In 2013, investigative journalist Stephen Jimenez, himself gay, wrote The Book of Matt: Hidden Truths About the Murder of Matthew Shepard. The book upended a canonized narrative the public has grown familiarly comfortable with, irrespective of its sensationalized macabre details.
In reading Jimenez’s book, we shockingly learn that Shepard is a fictive narrative. Jimenez posits that Shepard’s murder had nothing to do with his sexual orientation, but rather his involvement in the deadly underworld of Laramie, Wy.’s crystal methamphetamine drug trafficking. Jimenez writes that Shepard was not only a user; he was also a courier who had plans just before his death to drive a shipment of meth.
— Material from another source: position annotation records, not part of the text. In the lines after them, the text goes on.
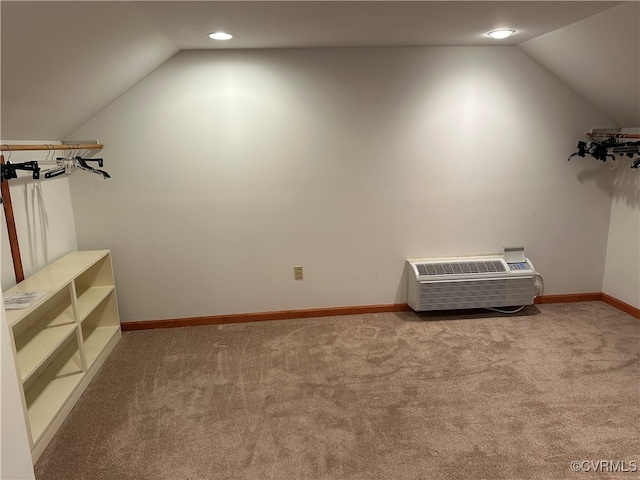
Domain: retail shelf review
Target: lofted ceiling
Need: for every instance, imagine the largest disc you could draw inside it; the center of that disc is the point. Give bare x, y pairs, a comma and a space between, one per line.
63, 62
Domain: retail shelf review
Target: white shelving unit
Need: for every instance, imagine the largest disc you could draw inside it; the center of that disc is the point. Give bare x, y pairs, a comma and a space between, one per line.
61, 341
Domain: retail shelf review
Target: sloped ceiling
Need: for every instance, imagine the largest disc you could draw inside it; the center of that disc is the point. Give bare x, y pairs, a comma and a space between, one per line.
599, 57
63, 62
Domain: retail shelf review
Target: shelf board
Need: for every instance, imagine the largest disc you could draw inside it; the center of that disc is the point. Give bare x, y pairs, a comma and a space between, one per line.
95, 341
89, 298
36, 345
51, 390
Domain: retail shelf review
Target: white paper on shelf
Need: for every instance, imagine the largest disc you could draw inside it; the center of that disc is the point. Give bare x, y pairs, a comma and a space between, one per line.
22, 300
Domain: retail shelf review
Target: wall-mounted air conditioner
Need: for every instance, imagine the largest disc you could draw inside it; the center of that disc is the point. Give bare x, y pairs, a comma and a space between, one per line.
492, 281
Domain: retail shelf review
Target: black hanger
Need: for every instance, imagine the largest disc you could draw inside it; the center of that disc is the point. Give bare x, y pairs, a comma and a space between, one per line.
9, 170
82, 163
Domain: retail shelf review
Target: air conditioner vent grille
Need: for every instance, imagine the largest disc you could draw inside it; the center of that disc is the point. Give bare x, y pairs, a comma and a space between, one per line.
460, 268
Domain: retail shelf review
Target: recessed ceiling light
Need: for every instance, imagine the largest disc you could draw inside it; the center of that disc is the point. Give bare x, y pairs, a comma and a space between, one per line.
502, 33
220, 36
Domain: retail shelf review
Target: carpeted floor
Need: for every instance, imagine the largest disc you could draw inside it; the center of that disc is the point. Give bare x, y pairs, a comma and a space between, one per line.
399, 396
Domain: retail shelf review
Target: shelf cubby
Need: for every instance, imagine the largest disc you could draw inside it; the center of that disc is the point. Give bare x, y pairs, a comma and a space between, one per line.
48, 393
99, 327
40, 333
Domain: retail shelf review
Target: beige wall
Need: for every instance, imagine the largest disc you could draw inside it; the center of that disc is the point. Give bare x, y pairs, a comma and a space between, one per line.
229, 168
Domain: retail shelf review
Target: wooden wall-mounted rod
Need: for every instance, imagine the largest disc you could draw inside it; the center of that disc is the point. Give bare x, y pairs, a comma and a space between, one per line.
613, 135
49, 147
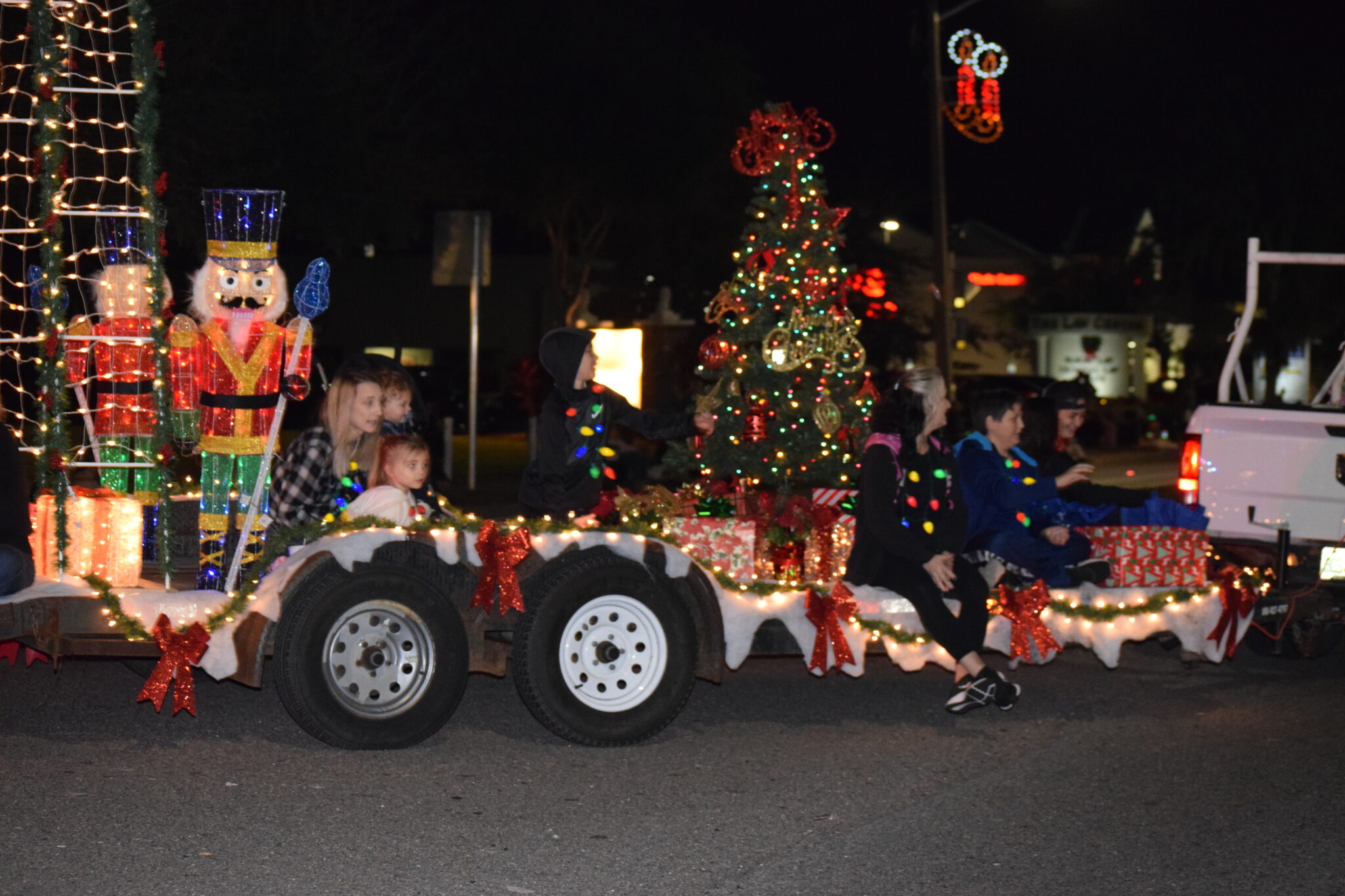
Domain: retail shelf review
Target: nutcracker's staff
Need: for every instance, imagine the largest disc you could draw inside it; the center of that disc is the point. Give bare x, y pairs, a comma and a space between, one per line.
311, 299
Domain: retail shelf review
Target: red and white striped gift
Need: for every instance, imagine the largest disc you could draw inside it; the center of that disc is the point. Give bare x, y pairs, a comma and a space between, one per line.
833, 498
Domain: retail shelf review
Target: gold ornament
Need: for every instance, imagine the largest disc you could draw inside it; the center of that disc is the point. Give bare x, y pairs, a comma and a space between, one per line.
725, 303
826, 416
830, 335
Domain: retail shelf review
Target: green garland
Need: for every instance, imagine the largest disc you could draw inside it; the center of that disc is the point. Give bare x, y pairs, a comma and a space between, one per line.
1109, 613
146, 73
53, 150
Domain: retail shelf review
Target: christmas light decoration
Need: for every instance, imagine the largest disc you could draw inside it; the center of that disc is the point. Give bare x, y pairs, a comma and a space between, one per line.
81, 186
977, 117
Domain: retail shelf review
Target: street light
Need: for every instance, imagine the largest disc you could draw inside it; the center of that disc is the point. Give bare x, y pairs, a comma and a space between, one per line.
942, 263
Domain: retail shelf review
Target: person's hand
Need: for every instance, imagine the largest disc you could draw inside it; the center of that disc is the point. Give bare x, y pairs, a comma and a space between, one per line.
940, 570
1057, 535
1078, 473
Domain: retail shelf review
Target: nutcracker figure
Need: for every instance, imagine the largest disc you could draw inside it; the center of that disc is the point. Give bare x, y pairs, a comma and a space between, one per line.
116, 358
227, 364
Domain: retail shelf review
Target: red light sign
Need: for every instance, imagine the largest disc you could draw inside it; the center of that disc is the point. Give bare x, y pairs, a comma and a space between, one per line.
996, 280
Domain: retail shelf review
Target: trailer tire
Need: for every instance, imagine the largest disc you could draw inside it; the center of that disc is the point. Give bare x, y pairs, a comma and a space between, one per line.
630, 652
374, 658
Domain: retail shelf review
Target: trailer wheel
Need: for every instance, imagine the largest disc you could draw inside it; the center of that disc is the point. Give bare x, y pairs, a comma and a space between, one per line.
604, 656
373, 658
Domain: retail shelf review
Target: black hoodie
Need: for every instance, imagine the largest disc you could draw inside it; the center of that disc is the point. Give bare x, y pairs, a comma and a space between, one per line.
572, 456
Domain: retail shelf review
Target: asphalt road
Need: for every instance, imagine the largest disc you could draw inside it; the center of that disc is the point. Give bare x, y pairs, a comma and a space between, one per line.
1143, 779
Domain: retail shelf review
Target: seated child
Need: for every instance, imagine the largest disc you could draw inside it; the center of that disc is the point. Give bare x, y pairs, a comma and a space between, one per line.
401, 471
1000, 486
573, 457
397, 403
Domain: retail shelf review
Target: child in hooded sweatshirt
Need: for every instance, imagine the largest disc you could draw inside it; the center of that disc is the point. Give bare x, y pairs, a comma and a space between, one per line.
572, 458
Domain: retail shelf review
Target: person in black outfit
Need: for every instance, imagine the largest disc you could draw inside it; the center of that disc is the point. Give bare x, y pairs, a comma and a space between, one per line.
573, 457
15, 553
1049, 422
910, 528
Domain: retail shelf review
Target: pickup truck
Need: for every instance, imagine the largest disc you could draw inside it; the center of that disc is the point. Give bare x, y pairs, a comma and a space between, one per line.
1273, 480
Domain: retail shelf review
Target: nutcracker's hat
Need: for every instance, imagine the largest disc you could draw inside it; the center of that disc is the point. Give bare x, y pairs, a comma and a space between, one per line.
123, 241
242, 226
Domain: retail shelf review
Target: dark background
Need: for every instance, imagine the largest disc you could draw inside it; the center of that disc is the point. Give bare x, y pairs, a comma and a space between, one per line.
373, 117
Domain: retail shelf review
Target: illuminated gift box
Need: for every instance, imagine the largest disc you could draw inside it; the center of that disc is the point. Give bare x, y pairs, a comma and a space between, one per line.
104, 530
721, 542
827, 553
1151, 555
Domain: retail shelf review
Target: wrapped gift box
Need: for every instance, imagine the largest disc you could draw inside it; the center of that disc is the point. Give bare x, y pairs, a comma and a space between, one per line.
841, 540
104, 530
726, 543
1151, 555
839, 499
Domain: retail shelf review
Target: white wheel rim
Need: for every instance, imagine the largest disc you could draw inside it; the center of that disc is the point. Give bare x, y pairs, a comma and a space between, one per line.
378, 660
613, 653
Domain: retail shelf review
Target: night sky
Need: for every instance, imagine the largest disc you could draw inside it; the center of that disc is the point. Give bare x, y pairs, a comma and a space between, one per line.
1223, 119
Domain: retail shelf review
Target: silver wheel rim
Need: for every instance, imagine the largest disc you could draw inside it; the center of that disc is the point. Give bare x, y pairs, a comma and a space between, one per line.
378, 660
613, 653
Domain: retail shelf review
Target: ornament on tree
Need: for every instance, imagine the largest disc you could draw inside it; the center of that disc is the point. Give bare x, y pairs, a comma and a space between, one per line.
830, 336
726, 303
826, 416
868, 391
776, 132
753, 425
715, 352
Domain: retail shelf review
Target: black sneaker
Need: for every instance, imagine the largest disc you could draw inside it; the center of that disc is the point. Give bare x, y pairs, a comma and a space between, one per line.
1095, 571
978, 692
1006, 692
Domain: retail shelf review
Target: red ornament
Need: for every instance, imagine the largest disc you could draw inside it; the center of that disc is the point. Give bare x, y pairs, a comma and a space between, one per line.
181, 652
753, 425
775, 132
715, 352
825, 613
1238, 606
499, 554
1029, 636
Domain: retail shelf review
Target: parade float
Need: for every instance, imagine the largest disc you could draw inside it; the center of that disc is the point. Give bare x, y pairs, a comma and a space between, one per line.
373, 629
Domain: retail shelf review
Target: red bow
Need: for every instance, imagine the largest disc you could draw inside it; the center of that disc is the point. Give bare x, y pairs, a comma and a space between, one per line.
1028, 631
10, 651
500, 553
1238, 605
181, 652
825, 613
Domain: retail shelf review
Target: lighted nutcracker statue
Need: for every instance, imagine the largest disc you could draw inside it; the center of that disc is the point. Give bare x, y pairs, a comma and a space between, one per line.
227, 367
123, 363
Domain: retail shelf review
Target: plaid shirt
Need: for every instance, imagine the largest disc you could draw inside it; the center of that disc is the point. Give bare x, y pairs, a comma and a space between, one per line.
303, 485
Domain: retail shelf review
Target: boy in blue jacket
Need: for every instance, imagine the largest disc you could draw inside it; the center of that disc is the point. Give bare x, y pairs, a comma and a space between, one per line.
1000, 485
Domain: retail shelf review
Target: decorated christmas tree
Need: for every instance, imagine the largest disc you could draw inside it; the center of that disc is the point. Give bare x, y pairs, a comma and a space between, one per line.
786, 368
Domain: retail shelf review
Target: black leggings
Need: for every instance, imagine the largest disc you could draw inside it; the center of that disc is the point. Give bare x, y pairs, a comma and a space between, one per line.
958, 634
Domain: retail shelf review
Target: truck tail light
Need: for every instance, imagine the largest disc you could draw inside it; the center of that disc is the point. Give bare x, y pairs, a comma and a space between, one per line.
1188, 473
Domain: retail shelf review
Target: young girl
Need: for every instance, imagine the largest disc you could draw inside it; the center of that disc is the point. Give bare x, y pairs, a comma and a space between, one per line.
401, 469
331, 459
910, 528
397, 403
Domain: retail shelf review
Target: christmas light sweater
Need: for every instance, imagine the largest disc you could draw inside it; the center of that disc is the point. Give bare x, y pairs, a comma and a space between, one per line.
910, 505
1001, 489
573, 458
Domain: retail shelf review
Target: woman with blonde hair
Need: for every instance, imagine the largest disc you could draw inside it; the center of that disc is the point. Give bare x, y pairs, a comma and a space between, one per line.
910, 530
307, 482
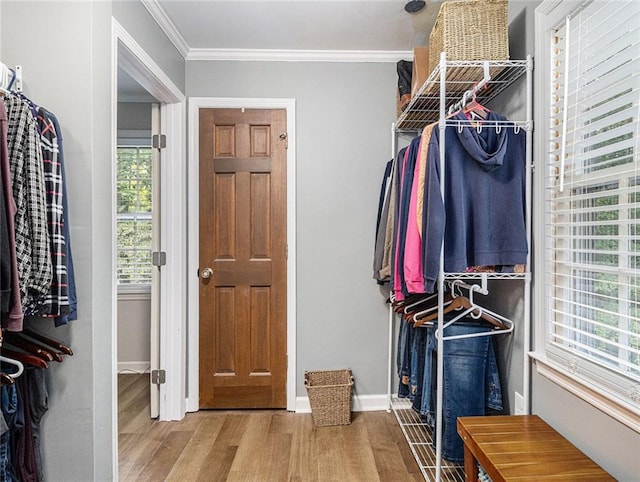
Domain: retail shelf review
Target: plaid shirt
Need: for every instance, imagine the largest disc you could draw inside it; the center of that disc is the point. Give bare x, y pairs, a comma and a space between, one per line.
32, 234
56, 301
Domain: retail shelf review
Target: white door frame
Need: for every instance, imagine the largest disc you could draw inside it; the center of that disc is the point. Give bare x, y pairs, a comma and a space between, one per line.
127, 54
195, 104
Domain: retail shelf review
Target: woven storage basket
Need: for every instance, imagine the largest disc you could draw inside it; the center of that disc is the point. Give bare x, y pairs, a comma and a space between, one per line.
330, 396
470, 30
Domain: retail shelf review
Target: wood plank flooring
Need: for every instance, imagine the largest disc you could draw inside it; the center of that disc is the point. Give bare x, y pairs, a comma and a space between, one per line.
256, 445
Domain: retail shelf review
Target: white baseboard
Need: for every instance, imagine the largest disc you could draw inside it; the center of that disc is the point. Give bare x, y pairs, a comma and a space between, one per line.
361, 403
134, 367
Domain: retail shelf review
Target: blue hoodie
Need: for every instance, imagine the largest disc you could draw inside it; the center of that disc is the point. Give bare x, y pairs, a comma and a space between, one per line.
482, 219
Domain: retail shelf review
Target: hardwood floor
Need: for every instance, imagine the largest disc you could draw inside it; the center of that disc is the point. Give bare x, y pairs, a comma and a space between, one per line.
256, 445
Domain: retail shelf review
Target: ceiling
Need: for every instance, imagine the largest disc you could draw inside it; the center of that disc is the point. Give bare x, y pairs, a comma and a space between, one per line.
211, 28
372, 25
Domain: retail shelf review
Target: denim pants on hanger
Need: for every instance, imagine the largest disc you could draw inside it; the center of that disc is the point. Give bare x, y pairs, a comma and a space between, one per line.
9, 400
405, 333
471, 382
418, 349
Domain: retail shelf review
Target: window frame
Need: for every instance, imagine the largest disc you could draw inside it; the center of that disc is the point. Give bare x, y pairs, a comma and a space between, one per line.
589, 381
132, 139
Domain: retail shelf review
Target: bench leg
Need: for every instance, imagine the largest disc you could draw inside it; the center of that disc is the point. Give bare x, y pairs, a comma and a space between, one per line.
470, 466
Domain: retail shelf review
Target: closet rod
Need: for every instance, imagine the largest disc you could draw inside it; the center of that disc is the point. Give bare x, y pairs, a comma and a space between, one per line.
469, 94
10, 79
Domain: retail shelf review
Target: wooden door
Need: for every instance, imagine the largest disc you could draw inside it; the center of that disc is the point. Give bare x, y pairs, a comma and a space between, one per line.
242, 268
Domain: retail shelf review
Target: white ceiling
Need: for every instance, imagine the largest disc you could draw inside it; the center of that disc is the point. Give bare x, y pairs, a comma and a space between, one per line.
209, 28
371, 25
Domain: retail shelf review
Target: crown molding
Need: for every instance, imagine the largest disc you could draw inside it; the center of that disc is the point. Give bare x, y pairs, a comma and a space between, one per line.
275, 55
167, 26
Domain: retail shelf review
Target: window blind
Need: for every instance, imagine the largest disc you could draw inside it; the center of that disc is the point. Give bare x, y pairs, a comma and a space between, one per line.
592, 199
134, 218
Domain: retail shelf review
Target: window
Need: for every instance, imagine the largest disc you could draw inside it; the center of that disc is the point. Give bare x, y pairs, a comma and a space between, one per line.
592, 200
134, 216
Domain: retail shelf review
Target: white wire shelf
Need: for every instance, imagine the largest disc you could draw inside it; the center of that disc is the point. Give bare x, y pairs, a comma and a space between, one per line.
487, 275
419, 437
460, 76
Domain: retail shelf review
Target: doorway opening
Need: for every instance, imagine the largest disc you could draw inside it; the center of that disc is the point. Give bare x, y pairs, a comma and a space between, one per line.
169, 343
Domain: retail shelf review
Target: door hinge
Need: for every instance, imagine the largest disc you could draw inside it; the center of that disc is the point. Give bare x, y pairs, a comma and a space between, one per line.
159, 141
158, 377
158, 258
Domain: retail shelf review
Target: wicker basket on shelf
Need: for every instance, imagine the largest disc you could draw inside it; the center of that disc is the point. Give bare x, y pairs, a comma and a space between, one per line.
330, 393
470, 30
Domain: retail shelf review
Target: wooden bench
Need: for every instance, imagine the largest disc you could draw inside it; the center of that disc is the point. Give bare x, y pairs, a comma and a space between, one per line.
523, 448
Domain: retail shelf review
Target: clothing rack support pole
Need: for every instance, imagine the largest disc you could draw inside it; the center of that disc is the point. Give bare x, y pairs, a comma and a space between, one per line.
390, 367
394, 149
394, 141
440, 357
17, 84
526, 379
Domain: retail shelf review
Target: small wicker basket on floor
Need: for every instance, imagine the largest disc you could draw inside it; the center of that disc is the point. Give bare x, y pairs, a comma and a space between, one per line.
330, 393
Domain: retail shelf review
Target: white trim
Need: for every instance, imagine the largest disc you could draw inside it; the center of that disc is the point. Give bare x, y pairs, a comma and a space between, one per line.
128, 54
125, 368
143, 69
167, 26
195, 104
361, 403
173, 240
134, 295
599, 399
275, 55
114, 282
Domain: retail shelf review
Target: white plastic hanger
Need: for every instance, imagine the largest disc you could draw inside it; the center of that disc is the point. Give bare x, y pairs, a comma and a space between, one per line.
15, 363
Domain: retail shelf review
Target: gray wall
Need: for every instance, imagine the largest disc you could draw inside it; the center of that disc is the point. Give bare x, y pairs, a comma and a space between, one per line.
344, 113
134, 332
70, 74
134, 116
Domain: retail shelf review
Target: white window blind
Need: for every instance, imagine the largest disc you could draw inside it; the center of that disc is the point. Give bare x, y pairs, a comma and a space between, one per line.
134, 221
592, 200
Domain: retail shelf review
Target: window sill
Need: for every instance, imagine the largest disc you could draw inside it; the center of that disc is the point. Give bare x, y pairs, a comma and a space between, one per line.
599, 399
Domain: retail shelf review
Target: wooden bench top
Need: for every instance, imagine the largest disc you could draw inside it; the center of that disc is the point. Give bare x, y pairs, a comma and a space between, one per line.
523, 448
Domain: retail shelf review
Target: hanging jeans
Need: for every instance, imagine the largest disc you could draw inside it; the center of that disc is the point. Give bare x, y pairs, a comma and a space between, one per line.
405, 335
11, 414
471, 382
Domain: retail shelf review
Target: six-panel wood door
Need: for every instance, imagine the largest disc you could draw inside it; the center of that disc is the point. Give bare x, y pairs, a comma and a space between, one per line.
242, 264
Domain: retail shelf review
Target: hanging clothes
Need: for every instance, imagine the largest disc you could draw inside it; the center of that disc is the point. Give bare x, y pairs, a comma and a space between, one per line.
35, 202
35, 270
381, 223
12, 319
484, 200
56, 301
72, 313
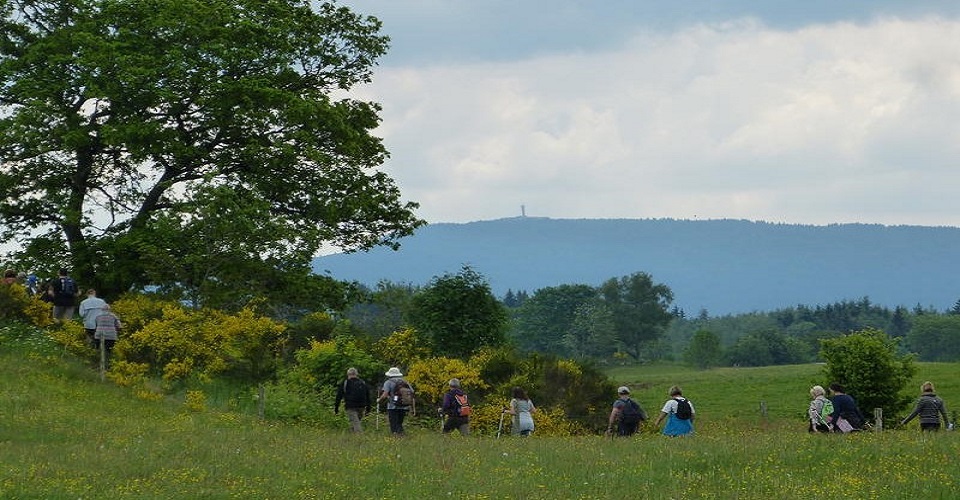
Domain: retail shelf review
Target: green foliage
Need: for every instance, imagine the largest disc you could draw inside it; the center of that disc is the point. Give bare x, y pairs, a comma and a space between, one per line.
867, 365
544, 321
17, 304
311, 327
935, 337
384, 309
182, 344
324, 364
402, 348
704, 350
640, 308
195, 145
768, 347
431, 379
459, 314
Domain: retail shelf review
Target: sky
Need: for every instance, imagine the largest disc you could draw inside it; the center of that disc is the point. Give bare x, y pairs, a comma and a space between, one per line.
813, 112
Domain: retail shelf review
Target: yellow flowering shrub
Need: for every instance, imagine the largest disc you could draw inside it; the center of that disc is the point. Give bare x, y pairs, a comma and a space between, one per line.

“I learned that Matthew had been a user of meth. And from everything I was able to trace, Matthew got into meth in a serious way when he was living in Denver before he moved to Laramie,” Jimenez stated in an NPR interview with Rachel Martin of “Weekend Edition.”
According to Jimenez, Shepard’s murderers were not strangers — one is a bisexual crystal meth addict who not only knew Matthew, but partied, bought drugs from and had sex with Matthew. With this “new” information, a more textured but troubling narrative emerges.
In a 2004 episode of “20/20,” investigative journalist Elizabeth Vargas also reported that money and drugs motivated Shepard killers’ actions and not homophobia. However, many immediately discredited the episode once finding out that Jimenez was its producer. I honestly believe this to be the actual narrative. 20/20 even reported on it because even a broken clock is right twice a day.
Cool thanks for the detailed reply. It doesn’t really matter after all this time, but There is big deep money pushing the gay agenda, that would prefer not to tie homosexual/meth behavior to this incident. I’ve fallen into a few Ed Buck rabbit holes, tptb want the public to only know the cute-sy sweet anime, gays would never, narrative.